Другое дело, если понимать под эпитетом «живой» нечто вполне реальное или, во всяком случае, не только символическое: тогда ситуация изменится и потребует доказательств – то, что прощается метафоре не простится «серьезному» утверждению. Что значит «живой» или «живое», применительно к человеческой способности непосредственного восприятия? Живое есть то, что похоже на живое, то, что имеет тело, которое можно увидеть, потрогать (хотя бы предположительно, если речь идет, скажем, о микроорганизмах). Иначе говоря, некоторым образом, и притом вполне естественным, понятие живого предполагает наличие живой телесности, живой плоти. Тело как вещественный эквивалент идеи жизни, как ее вещественное подтверждение. При всей наивности подобных рассуждений в них есть своя правда. Примерно так мы и воспринимаем живое – это то, что имеет тело, рождается, растет, дышит, умирает.
Итак, круг живого, как круг телесного. И шире – если вернуться к уровню метафоры – в эту область попадут те вещи, которые благодаря человеческой способности к уподоблениям, окажутся в чем-то похожими на людей или животных. Когда мы говорим о домах, автомобилях или мебели, эта интенция дает себя знать вполне очевидно. У столов, кресел и стульев появляются «ножки», «ручки», «спинки»; автомобильные фары становятся «глазами», а сами машины превращаются в живые (к тому же еще и движущиеся) существа. Так же и с постройками, прежде всего с храмами, основные разделы которых естественным образом соотносятся с частями человеческого тела: головы-купола, тела-фасады, глаза-окна, рты-арки. Важно то, что все это и создавалось с оглядкой на тело, соотносилось с его пропорциями: в той же мебели или автомобиле форма человека прямо влияет на форму предмета. В архитектуре эти связи более сложны, опосредованы, но и здесь главным отправным пунктом для формообразования служит человеческое тело. Не случайно в тех ситуациях, когда эстетические соображения (скажем, в дворцовых или храмовых постройках) брали верх над практическими, пропорция «золотого сечения», в том или ином ее варианте, являлась сама собой. Г. Фехнер и его последователи искали объяснений этого эффекта в универсальности принципа «золотого сечения», рассматривая человека в общем ряду «золотых» объектов, то есть в компании минералов, животных и растений. На мой взгляд, формообразующая роль человеческого тела была здесь все-таки первоочередной – и потому, что «золотая пропорция» представлена в человеке с наибольшей наглядностью и доступностью (что может быть нам ближе, чем собственное тело?), и потому, что строящиеся дома или храмы предназначались именно для человека. Архитектурное сооружение – как второе, подобное одежде, внешнее тело; как телесность, вынесенная вовне и увеличенная до объемов, позволяющих вместить в себя уже не одного, а многих.

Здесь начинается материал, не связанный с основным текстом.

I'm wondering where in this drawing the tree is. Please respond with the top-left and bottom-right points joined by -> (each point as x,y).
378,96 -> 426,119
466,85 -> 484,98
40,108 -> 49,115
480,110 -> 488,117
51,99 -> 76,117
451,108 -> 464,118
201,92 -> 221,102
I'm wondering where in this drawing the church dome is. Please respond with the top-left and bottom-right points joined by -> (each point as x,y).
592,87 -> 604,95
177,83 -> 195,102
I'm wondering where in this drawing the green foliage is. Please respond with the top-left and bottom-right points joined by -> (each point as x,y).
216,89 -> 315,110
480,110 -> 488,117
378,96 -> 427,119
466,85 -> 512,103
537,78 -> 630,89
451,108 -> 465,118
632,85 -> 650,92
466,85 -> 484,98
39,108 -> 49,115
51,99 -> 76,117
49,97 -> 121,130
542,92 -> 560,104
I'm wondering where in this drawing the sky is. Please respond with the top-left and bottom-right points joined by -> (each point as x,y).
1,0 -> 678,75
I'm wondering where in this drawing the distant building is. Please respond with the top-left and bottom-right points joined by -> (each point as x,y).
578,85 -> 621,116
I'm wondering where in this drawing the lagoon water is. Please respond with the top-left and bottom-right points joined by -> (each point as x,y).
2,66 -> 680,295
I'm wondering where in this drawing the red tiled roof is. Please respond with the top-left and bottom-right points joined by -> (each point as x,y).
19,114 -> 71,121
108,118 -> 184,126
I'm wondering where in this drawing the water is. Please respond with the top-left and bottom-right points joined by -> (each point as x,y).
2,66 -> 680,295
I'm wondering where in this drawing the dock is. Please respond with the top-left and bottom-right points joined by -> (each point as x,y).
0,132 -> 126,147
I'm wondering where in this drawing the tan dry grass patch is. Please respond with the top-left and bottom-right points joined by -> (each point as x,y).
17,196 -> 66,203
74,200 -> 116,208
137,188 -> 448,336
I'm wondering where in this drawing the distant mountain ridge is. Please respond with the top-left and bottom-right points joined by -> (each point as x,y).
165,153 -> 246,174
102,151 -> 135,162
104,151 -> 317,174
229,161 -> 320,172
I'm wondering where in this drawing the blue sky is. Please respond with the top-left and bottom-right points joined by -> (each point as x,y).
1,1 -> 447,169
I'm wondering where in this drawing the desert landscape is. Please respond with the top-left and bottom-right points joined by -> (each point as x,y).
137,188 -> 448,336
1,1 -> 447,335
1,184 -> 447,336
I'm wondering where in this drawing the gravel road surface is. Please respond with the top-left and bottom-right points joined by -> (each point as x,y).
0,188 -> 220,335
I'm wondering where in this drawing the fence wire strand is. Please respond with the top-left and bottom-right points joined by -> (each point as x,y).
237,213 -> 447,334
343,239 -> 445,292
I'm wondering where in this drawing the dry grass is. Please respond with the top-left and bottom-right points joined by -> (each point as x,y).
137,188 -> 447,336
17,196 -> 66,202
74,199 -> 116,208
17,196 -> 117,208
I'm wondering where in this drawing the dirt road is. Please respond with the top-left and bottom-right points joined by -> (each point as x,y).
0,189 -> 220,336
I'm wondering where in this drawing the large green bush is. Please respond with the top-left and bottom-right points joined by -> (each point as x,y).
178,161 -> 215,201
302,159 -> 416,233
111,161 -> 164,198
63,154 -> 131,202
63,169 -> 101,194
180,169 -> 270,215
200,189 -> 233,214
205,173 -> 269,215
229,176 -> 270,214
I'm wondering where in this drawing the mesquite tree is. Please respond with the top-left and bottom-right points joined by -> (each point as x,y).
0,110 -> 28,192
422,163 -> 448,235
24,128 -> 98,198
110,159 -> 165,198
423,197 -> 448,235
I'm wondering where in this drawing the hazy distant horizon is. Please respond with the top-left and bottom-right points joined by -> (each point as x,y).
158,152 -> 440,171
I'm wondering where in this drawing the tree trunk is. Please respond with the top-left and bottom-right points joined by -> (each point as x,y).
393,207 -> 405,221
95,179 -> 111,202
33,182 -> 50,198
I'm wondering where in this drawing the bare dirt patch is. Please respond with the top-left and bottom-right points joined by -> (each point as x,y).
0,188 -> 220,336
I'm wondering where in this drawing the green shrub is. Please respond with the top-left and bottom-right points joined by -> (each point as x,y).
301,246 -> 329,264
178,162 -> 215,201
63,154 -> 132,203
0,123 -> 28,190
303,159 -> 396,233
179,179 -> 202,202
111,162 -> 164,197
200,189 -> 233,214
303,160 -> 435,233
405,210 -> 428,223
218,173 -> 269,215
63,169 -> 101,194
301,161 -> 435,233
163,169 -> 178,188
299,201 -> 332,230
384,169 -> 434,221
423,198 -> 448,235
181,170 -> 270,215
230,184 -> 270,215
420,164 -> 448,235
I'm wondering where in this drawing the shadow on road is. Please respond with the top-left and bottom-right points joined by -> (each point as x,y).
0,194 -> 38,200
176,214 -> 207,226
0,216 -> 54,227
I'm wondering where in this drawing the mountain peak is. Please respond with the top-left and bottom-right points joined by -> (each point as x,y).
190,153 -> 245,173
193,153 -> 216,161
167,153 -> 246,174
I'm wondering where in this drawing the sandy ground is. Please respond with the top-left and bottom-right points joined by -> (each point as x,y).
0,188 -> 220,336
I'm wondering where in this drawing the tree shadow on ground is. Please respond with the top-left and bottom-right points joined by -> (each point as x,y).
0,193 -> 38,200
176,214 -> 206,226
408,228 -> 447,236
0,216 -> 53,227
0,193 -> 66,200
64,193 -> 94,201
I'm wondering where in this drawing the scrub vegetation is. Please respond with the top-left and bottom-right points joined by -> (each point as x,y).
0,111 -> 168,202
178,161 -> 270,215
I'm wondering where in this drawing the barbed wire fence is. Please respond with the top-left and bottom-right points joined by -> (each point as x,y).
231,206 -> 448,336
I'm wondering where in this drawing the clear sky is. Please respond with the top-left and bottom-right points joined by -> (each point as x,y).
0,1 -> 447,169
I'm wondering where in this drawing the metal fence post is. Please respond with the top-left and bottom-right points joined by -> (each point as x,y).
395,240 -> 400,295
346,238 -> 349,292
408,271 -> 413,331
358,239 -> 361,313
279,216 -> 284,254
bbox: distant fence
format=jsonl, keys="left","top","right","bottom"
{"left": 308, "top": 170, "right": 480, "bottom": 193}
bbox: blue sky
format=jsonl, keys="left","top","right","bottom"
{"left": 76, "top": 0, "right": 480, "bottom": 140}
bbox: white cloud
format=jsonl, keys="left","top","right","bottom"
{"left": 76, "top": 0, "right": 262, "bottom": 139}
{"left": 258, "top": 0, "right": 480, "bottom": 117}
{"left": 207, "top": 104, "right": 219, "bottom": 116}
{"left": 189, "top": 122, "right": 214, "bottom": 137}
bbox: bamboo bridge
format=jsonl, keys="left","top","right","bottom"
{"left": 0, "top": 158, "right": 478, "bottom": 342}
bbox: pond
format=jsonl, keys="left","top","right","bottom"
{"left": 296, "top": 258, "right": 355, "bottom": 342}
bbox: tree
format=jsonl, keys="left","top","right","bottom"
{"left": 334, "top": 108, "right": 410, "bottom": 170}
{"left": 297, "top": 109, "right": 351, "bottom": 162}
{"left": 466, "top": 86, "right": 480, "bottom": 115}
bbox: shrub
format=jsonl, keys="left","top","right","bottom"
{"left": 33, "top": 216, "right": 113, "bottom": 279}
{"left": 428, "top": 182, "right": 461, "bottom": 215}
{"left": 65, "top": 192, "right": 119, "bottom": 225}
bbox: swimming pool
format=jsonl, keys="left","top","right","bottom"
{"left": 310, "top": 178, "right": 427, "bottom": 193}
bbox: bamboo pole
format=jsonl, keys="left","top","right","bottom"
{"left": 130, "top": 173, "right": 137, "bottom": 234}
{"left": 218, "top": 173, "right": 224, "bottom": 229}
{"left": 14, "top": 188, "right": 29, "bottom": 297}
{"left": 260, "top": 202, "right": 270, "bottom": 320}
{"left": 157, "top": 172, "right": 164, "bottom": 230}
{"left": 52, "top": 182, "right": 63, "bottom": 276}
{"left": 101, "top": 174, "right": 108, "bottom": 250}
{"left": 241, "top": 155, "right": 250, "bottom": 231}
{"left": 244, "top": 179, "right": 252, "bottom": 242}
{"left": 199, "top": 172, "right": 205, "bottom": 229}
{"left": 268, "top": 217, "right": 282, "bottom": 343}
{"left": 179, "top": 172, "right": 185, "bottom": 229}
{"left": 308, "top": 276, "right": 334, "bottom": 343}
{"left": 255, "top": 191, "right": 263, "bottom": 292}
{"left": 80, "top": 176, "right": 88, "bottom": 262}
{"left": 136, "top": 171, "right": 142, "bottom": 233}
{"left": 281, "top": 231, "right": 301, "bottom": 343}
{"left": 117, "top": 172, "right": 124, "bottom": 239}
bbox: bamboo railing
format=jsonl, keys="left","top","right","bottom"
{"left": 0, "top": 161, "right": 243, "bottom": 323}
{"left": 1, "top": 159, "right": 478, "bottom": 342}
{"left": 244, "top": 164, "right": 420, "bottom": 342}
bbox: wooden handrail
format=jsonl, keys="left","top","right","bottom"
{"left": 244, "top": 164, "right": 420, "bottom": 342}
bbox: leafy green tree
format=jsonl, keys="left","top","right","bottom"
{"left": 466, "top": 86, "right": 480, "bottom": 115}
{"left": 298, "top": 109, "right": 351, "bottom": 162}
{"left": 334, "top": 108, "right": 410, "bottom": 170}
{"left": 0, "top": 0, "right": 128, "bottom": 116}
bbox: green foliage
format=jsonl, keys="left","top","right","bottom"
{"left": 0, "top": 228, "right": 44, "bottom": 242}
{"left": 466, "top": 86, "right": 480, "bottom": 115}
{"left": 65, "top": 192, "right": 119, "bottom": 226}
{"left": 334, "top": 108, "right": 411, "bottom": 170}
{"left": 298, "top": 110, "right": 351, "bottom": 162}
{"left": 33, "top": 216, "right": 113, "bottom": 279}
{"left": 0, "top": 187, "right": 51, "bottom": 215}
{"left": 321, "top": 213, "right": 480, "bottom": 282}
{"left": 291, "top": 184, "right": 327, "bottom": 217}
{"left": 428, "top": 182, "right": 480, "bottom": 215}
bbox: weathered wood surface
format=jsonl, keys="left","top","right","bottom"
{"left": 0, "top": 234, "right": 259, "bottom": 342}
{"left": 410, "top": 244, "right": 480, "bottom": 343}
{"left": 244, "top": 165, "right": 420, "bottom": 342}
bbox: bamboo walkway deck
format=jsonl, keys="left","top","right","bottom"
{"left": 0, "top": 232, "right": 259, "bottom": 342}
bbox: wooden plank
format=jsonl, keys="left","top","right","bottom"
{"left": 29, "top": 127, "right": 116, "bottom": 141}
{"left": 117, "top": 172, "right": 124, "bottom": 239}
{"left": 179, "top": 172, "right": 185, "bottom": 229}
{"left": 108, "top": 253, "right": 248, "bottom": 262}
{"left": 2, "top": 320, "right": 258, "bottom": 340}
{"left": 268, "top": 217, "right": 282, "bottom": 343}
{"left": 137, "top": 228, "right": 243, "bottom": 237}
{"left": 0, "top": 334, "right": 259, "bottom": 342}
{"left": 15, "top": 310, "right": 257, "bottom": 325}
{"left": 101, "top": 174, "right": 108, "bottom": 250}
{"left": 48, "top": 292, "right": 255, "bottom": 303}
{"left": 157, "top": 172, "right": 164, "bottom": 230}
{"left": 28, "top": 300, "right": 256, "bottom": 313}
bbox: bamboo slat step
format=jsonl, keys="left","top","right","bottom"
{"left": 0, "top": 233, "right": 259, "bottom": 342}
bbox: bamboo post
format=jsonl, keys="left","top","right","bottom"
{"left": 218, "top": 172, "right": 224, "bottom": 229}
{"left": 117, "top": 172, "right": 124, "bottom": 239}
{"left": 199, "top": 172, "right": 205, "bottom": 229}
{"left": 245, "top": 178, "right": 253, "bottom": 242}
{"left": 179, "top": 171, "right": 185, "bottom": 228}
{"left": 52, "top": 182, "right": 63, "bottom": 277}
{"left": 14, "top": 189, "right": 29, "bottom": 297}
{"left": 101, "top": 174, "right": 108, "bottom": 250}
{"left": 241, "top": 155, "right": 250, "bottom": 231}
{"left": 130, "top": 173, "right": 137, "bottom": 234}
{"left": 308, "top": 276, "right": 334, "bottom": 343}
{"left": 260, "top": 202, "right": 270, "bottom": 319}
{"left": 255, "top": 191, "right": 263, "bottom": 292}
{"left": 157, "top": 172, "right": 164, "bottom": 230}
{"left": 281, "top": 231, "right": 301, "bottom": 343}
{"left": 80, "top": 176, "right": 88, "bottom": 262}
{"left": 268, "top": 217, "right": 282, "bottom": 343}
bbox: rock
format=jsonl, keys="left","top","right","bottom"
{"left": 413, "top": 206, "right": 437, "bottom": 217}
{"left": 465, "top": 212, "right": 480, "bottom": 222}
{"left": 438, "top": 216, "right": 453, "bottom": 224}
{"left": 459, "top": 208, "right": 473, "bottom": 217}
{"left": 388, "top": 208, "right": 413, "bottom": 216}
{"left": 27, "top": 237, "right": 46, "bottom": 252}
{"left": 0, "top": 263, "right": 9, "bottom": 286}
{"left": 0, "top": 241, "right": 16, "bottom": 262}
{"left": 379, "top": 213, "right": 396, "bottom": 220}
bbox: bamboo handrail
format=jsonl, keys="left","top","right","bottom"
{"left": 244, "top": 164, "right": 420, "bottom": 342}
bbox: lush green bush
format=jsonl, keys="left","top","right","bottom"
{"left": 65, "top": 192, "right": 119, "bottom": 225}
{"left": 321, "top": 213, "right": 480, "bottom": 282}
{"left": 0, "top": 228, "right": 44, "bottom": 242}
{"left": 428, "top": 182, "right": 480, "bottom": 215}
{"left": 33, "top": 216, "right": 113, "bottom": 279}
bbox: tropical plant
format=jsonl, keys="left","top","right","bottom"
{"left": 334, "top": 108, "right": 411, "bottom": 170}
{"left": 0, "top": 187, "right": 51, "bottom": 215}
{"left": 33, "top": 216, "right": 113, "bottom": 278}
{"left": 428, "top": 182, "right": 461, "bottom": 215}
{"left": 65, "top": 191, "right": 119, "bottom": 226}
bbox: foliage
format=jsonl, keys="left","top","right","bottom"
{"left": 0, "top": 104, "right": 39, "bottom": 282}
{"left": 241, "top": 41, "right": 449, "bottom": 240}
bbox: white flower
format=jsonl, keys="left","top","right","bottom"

Я говорю об этих вполне очевидных вещах, чтобы подойти к проблеме телесности текста естественным образом, то есть без оттенка теоретической скандальности или следования моде. К тому же опора на «традицию», в данном случае – традицию «органической эстетики», вряд ли поможет прояснить дело. То, что в свое время видели в тексте «органицисты», было, скорее, переносом на него свойств живого организма (обратным переносом), а вовсе не выявлением того, каким образом устройство человека, его тела сказывается в устройстве самого текста в момент его создания. Я уже не говорю о том, что во всех вариантах «органического» подхода к тексту дело дальше метафор не шло, да и само понятие «органичности» повествования связывалось с некоей «универсальной» гармонией, примерами которой могли в равной мере служить и рост кристалла, и формирование цветка или дерева. Пример «Улисса», где Джойс ставил перед собой вполне сознательную задачу сотворения текста по образу тела, показывает, насколько далеки могут оказаться друг от друга теория и практика. Задача установления соответствий между отдельными разделами или функциями человеческого тела и разделами текста осталась нерешенной, что, впрочем, никак не дискредитирует самого романа.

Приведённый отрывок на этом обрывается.